Additionally, DCA ensures a constant flow of new money into the retirement account. That factor alone may help you exploit current market conditions.

The DCA strategy is designed to lower cost per share.

When you practice Dollar Cost Averaging, you buy more shares when prices are low and fewer shares when prices are high. So with time, you end up with a lower overall cost for shares purchased.

In last year’s market downturn, there were some great buys – quality companies whose share prices had fallen to amazing lows. Through DCA, investors had a way to exploit this buying opportunity and pick up more shares. For example, on February 20, 2009, you could have picked up 107 shares of General Electric for $1,000. A year earlier, the same $1K would have bought you 29 shares.

In the downturn, the DCA strategy by no means guaranteed a great return in the future – but it did offer investors a chance to position their assets for the market rebound. And boy, has the market rebounded!

Speaking of market downturns and rebounds, Ibbotson Associates did some research and found that a hypothetical investor who would have invested $100 a month in Wall Street for 30 years starting in September 1929 would have seen that total investment of $36,000 grow into a $411,000 nest egg by September 1959. Yes, the crash of 1929 was an extraordinary circumstance – but didn’t the Great Recession feel pretty extraordinary to you? This is a good argument for DCA for the long-run stock market investor.

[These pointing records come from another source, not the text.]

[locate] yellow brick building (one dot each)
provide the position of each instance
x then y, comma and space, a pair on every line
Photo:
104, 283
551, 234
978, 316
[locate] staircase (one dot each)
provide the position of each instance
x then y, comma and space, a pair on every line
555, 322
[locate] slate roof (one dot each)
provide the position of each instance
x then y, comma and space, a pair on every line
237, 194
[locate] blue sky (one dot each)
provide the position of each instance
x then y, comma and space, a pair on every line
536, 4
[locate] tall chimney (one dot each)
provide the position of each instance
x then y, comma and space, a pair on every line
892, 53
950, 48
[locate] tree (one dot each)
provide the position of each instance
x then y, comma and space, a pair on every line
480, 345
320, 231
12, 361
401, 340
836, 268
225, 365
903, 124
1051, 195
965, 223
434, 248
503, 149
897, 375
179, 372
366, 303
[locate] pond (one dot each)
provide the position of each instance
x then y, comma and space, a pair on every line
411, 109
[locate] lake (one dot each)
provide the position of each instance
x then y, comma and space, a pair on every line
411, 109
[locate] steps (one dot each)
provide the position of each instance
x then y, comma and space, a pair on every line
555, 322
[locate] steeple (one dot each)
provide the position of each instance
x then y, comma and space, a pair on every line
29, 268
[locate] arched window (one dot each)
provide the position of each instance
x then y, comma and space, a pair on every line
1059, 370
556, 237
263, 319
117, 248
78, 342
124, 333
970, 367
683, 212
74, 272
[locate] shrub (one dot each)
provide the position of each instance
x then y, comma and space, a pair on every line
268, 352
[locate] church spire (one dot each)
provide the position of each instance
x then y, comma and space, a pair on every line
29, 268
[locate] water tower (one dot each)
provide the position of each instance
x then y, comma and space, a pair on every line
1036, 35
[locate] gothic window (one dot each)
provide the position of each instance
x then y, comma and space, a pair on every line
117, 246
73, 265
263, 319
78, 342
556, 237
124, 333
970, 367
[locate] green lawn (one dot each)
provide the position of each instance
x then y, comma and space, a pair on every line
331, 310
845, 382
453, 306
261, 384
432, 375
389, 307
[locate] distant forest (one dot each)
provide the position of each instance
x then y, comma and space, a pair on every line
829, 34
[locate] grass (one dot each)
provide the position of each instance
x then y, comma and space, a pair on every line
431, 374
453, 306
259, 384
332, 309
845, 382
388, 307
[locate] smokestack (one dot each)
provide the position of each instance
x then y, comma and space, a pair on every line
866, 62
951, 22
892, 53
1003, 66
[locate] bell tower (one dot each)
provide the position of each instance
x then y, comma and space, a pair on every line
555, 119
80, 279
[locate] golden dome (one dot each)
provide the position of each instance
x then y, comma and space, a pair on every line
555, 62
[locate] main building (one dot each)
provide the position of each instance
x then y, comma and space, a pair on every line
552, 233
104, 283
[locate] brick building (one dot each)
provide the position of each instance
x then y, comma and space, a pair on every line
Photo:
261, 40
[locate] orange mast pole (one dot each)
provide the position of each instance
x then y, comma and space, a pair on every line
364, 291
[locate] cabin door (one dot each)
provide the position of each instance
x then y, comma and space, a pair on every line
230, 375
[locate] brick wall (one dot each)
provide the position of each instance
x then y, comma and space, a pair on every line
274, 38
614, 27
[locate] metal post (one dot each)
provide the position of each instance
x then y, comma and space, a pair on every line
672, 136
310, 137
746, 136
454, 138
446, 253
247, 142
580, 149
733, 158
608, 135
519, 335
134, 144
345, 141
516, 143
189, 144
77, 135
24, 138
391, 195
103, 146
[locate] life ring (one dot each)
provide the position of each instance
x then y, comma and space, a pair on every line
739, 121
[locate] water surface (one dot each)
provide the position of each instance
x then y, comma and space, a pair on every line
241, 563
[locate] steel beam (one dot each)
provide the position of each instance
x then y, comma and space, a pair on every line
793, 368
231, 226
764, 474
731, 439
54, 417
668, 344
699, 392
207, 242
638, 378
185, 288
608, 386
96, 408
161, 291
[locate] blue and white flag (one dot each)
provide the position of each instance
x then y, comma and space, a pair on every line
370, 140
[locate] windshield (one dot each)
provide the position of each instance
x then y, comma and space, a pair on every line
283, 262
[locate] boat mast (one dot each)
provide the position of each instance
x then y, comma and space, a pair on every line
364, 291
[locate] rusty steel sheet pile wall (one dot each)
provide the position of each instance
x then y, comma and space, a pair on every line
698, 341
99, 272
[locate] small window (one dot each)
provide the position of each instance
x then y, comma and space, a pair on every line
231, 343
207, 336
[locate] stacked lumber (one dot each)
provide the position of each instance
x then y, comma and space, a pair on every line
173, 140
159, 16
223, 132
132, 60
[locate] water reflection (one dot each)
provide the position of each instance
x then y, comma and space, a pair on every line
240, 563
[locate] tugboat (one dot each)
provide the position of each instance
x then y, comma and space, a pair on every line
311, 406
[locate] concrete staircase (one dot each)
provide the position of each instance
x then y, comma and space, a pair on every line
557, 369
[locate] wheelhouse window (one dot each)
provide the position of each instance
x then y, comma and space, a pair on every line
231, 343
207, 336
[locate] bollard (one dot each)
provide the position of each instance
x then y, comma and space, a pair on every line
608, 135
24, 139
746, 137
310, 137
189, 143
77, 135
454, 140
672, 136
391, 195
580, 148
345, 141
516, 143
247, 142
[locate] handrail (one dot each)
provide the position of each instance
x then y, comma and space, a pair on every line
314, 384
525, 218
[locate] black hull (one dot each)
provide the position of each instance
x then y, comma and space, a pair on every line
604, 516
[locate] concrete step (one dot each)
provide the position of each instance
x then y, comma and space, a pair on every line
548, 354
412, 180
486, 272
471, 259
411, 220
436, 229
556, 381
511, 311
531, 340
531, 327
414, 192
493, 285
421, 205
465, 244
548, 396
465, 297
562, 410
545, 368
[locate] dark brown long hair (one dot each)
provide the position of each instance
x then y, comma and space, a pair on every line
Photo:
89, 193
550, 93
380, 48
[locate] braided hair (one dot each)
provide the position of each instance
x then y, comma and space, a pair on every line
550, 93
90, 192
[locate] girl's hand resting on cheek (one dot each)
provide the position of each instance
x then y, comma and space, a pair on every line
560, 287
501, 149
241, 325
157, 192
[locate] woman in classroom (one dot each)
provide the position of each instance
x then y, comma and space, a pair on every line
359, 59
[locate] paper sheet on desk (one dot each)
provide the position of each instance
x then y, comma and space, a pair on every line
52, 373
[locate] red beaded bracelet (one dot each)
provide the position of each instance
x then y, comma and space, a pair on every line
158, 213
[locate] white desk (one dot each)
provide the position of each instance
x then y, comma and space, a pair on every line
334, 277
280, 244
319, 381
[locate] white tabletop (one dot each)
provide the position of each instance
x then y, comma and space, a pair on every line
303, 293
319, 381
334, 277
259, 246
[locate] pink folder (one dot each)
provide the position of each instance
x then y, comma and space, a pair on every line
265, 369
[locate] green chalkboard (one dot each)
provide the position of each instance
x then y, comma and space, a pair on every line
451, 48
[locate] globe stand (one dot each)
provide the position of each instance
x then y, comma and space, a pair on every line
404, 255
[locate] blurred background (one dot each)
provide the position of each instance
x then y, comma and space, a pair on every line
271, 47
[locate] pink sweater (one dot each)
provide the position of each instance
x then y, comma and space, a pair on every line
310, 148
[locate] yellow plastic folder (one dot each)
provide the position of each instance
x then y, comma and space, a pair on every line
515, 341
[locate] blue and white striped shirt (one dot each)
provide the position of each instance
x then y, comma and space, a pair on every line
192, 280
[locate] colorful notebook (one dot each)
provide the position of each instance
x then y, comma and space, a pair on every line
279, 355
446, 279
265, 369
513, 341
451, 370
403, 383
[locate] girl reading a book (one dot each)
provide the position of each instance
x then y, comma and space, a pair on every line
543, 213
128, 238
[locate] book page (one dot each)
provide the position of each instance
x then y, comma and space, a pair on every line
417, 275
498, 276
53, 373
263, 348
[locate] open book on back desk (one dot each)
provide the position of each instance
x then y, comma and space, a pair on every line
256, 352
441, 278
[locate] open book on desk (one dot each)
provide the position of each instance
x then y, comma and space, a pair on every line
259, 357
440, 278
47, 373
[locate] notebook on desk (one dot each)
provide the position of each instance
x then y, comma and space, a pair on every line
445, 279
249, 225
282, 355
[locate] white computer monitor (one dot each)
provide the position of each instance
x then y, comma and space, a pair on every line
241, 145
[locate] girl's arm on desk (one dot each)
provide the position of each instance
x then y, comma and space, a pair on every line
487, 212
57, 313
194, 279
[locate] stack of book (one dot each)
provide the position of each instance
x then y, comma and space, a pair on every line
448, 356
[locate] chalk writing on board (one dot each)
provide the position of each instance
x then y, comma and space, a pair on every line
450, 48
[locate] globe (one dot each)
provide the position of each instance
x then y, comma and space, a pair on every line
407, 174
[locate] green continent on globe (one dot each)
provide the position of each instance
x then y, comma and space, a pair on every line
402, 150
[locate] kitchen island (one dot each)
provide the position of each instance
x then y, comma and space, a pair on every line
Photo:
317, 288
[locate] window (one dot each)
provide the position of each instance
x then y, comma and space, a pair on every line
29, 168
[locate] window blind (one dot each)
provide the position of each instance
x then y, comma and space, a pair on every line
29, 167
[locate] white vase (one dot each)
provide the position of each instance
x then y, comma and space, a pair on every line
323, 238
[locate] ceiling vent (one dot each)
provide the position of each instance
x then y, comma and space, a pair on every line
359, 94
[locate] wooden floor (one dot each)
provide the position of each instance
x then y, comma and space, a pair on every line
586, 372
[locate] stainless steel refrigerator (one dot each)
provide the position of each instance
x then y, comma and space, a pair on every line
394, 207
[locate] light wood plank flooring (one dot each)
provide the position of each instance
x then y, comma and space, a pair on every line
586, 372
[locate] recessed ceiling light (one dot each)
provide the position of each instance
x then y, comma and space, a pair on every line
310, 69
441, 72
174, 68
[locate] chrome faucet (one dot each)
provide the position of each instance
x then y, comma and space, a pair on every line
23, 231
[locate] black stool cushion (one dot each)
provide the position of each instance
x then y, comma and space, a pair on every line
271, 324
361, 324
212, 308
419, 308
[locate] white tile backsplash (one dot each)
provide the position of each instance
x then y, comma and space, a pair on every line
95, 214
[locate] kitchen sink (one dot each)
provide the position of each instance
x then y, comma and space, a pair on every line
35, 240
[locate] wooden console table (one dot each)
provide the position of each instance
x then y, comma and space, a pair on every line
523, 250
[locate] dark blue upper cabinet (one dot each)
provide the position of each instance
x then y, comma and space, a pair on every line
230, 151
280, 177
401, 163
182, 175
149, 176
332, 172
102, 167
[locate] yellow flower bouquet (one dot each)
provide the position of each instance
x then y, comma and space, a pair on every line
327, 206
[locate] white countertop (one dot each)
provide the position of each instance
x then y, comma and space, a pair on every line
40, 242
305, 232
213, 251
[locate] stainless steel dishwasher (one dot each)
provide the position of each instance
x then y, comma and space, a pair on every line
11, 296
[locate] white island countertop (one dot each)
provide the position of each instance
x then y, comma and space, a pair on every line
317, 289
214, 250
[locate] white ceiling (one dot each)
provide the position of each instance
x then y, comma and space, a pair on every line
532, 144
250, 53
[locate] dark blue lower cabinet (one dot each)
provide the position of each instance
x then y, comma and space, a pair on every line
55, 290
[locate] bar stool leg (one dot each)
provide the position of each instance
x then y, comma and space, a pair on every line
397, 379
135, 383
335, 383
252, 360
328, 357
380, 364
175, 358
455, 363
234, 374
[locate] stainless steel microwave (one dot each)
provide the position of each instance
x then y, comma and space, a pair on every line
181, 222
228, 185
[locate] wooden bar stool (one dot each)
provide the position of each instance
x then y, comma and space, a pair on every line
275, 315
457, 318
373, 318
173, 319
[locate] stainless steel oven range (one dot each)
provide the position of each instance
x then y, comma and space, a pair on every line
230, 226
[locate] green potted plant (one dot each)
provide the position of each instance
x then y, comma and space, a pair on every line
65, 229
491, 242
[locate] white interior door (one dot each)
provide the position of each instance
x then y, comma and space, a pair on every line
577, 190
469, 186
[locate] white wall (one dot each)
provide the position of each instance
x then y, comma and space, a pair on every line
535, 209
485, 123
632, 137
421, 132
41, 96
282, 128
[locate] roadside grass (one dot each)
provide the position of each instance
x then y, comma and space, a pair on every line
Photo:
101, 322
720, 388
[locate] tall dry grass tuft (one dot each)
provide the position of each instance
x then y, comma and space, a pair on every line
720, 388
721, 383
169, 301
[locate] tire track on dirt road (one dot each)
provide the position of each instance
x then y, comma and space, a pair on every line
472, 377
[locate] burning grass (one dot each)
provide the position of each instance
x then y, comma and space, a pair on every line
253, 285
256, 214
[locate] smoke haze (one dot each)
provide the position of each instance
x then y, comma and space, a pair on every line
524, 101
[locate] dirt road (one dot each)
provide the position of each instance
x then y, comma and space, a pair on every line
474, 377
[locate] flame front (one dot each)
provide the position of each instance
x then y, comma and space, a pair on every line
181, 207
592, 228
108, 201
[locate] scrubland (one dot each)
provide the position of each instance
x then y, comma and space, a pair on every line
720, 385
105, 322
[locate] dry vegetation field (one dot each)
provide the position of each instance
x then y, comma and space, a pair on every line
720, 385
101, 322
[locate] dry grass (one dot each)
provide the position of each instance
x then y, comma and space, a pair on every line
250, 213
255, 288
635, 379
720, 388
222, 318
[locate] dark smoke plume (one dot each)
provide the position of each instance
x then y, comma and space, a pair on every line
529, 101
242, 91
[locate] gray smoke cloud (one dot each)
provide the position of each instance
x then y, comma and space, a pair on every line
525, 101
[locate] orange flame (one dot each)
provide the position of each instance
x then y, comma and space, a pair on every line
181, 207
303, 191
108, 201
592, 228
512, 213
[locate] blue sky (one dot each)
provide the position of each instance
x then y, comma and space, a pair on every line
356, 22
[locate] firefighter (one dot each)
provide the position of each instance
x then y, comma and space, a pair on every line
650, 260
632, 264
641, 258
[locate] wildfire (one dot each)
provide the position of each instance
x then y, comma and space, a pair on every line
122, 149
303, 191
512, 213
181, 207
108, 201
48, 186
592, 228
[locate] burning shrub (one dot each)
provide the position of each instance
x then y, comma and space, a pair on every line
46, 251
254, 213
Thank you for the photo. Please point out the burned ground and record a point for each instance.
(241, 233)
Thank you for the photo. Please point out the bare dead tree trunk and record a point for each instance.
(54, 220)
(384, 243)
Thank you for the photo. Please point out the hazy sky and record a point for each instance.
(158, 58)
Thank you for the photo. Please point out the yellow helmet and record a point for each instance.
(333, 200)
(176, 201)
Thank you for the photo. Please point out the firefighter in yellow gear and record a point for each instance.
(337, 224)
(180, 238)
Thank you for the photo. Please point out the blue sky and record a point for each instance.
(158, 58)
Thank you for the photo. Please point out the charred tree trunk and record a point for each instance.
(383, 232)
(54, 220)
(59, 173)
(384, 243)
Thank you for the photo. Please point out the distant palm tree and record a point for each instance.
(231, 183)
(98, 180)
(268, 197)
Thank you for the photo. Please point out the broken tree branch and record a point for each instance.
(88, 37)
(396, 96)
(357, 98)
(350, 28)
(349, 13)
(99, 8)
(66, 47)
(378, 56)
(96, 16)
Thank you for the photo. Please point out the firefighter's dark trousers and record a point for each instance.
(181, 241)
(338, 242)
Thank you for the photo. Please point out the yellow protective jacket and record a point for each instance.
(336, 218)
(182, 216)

The DCA strategy makes sense for many.

Right now, many Americans would be hard-pressed to come up with a lump sum of say, $4,000 or $10,000 to invest. DCA allows people to contribute equivalent amounts toward retirement savings a little at a time. The really great thing about it is how “automatic” it all is. By arranging, say, regular salary deferrals into a employer-sponsored retirement plan or regular monthly contributions to an IRA, you can go out and live your life and simply get that quarterly statement showing your ongoing contributions to the account. It is “off your plate” but never neglected.